Saturday, March 13, 2010

Doubts on Teaching

Every now and again, I'll doubt my desires to be a professor. I worry I don't know enough. What if I can't think of books to read? What if I don't know a reference someone makes in a paper? What if someone asks me about a 19th Century Irish novelist whose name I have never heard and I appear suddenly small and insignificant to my class?

Thankfully, I usually pull myself out of this doubting situation rather quickly and easily. It's called research. It's not like it's going to stop when I'm the one assigning the papers; if anything, I'll be doing even more. It's called Google and Wikipedia and that ancient thing called a library.
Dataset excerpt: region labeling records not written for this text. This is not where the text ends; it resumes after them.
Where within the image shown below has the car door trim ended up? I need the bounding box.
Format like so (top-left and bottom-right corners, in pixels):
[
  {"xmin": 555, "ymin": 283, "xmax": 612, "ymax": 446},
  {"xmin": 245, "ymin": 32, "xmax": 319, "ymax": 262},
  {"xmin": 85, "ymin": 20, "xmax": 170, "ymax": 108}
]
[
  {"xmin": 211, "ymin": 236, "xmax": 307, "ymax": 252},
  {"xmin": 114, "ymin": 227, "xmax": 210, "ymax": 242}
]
And then there are days like today, when I was prepping for a seminar I will have to teach as one of my graduation requirements for the MFA. I literally outlined the whole thing on the hour-long train to Providence this morning, and couldn't stop yammering about it over lunch with some of my classmates. I had so much fun figuring out how to engage the class, present the information, and create the handouts, that I was reminded that this is why I want to brave those random questions I might not be able to answer. It's because I love to do it.

The doubts will probably not go away. I will probably doubt myself all the way through my first semester. But hopefully I will still love to do it, and still have moments of epiphany, and still wade my way through Freshman comp papers. I guess at this point all I really can do is try it and see.